How public agencies are using technology to prevent fatalities and injuries on our roadways

Pedestrian safety has become a key initiative for many public agencies in recent years. Last year, the National Transportation Safety Board (NTSB) Office of Highway Safety announced they conducted an investigation of 15 crashes that had resulted in pedestrian fatalities. Additionally, the Federal Highway Administration (FHWA) has continued to provide resources and materials and work on projects aimed at reducing pedestrian and cyclist fatalities.

Photos courtesy of the Oakland Department of TransportationAccording to the most recent statistics from the Governors Highway Safety Association (GHSA), there were approximately 6,000 pedestrian fatalities in 2017, which closely resembled numbers presented by the U.S. Department of Transportation’s National Highway Traffic Safety Administration’s (NHTSA’s) Fatality Analysis Reporting System (FARS), which documented 5,987 pedestrian fatalities in 2016.

“Two consecutive years of 6,000 pedestrian deaths is a red flag for all of us in the traffic safety community. These high levels are no longer a blip but unfortunately a sustained trend,” GHSA Executive Director Jonathan Adkins stated in a press release in February 2018. “We can’t afford to let this be the new normal.”

The efforts and reports from these agencies are just a few examples of the work being done to curb the high number of pedestrian fatalities. Many state departments of transportation (DOTs) are working to adopt “complete streets” policies, which aim to make roadways more walkable by changing infrastructure, including adding pedestrian crossings, building crossing islands, and raised medians.

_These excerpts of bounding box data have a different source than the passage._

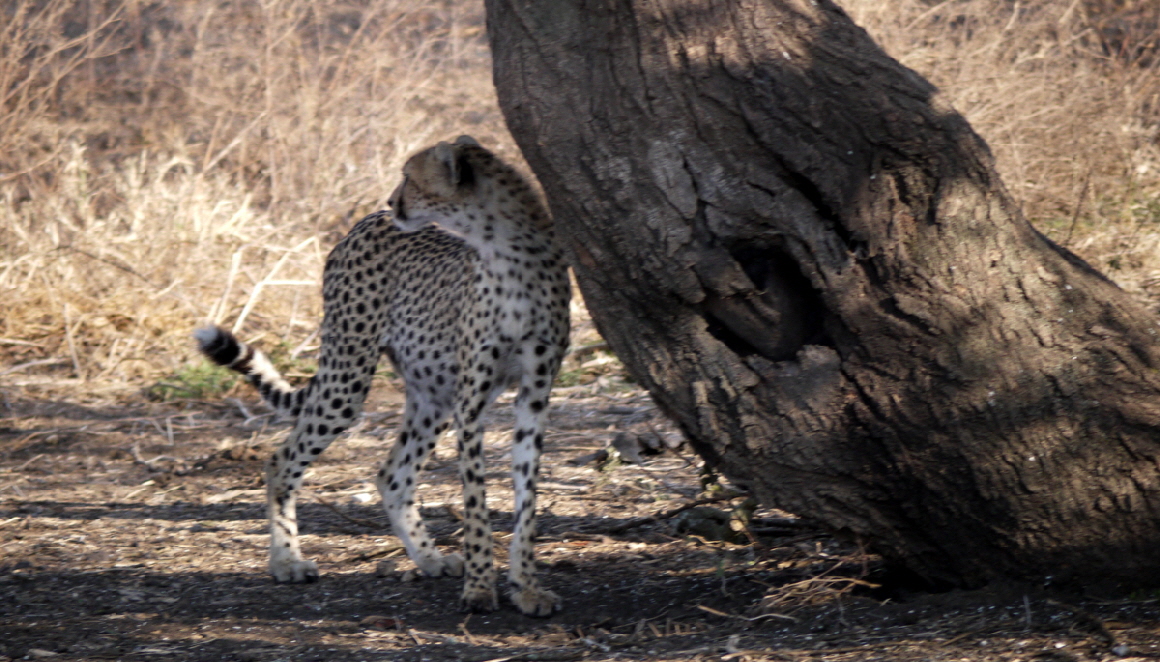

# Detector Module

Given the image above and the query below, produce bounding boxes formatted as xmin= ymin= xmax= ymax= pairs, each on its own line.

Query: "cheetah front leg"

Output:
xmin=508 ymin=361 xmax=560 ymax=616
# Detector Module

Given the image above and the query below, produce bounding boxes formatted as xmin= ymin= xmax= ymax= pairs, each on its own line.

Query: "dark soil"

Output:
xmin=0 ymin=379 xmax=1160 ymax=662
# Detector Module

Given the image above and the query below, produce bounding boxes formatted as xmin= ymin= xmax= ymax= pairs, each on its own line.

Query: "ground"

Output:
xmin=0 ymin=377 xmax=1160 ymax=662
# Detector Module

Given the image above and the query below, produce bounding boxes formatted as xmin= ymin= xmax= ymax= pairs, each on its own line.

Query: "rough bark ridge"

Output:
xmin=487 ymin=0 xmax=1160 ymax=588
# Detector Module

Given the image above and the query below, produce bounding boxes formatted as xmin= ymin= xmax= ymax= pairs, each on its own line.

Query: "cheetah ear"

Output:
xmin=435 ymin=138 xmax=476 ymax=187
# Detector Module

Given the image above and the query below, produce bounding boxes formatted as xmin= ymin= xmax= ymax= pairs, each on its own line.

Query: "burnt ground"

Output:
xmin=0 ymin=379 xmax=1160 ymax=662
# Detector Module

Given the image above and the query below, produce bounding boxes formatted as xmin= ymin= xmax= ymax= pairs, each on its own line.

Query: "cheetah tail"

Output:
xmin=194 ymin=326 xmax=313 ymax=416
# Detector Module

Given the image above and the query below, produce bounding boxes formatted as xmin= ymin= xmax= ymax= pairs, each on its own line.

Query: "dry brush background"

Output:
xmin=0 ymin=0 xmax=1160 ymax=662
xmin=0 ymin=0 xmax=1160 ymax=394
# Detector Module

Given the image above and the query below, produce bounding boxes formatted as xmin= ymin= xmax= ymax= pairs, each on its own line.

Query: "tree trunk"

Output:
xmin=487 ymin=0 xmax=1160 ymax=590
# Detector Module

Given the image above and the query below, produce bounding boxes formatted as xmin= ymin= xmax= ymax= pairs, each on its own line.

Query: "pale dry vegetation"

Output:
xmin=0 ymin=0 xmax=509 ymax=394
xmin=0 ymin=0 xmax=1160 ymax=394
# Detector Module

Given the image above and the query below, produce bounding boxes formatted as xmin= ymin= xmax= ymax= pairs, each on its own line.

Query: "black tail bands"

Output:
xmin=194 ymin=327 xmax=314 ymax=417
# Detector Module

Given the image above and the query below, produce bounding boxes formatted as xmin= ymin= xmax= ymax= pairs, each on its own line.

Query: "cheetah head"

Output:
xmin=387 ymin=136 xmax=491 ymax=237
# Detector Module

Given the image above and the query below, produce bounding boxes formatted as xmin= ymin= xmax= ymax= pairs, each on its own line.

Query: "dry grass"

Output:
xmin=0 ymin=0 xmax=509 ymax=389
xmin=0 ymin=0 xmax=1160 ymax=385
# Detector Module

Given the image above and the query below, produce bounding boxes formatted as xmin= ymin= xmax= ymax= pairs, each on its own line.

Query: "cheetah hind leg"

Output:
xmin=377 ymin=392 xmax=463 ymax=577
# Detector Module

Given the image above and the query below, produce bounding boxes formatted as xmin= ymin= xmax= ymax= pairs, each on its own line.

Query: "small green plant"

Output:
xmin=145 ymin=361 xmax=238 ymax=402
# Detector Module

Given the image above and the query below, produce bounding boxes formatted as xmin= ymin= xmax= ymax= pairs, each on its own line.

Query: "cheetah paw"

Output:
xmin=415 ymin=554 xmax=463 ymax=577
xmin=512 ymin=588 xmax=561 ymax=616
xmin=459 ymin=587 xmax=500 ymax=613
xmin=270 ymin=559 xmax=318 ymax=584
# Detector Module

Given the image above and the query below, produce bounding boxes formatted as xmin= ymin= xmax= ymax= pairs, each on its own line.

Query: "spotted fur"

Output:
xmin=195 ymin=137 xmax=570 ymax=616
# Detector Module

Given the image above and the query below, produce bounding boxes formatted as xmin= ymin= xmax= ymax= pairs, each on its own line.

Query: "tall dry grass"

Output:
xmin=0 ymin=0 xmax=510 ymax=394
xmin=0 ymin=0 xmax=1160 ymax=394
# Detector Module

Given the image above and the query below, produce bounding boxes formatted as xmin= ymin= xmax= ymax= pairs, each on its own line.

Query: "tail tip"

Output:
xmin=194 ymin=326 xmax=239 ymax=365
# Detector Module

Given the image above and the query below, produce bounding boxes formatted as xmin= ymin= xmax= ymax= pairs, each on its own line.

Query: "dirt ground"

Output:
xmin=0 ymin=377 xmax=1160 ymax=662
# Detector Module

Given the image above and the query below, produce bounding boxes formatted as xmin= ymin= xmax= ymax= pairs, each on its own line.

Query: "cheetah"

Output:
xmin=195 ymin=136 xmax=571 ymax=616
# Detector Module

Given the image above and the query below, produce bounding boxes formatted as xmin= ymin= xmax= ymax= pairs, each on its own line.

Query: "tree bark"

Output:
xmin=487 ymin=0 xmax=1160 ymax=591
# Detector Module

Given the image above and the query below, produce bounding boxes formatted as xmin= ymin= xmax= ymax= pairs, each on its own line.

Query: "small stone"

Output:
xmin=358 ymin=614 xmax=403 ymax=630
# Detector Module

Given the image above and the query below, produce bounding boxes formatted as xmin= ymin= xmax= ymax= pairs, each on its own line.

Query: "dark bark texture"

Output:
xmin=487 ymin=0 xmax=1160 ymax=590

In addition to changing policies and infrastructure, a number of private companies are working to develop tracking apps that can assist pedestrians in finding safer routes. Companies like Waze, HERE Technologies, Google Maps, and Apple Maps have created GPS-based applications that can be downloaded on users’ phones and shows data based on personal interest such as dining, shopping or activity preferences. The applications denote the safest routes and real-time traffic information to help people reach their destinations.

“A number of roadway infrastructure countermeasures have proven to greatly increase pedestrian safety, but this is still a national issue that will take a unified effort from those in the roadway safety infrastructure industry, including ATSSA members,” said ATSSA Senior Technical Advisor Eric Perry. “The association is working to educate the public on this problem and supporting efforts and initiatives being advanced to address it.”

Photos courtesy of the Oakland Department of Transportation

ATSSA is committed to exploring technologies related to pedestrian safety and advocating for safer roads across the country. Pedestrian safety was a member concern identified in 2018 during the 48th Annual Convention & Traffic Expo at ATSSA’s Circle of Innovation (ACOI), which gathered roadway safety infrastructure industry professionals together to identify roadway safety challenges.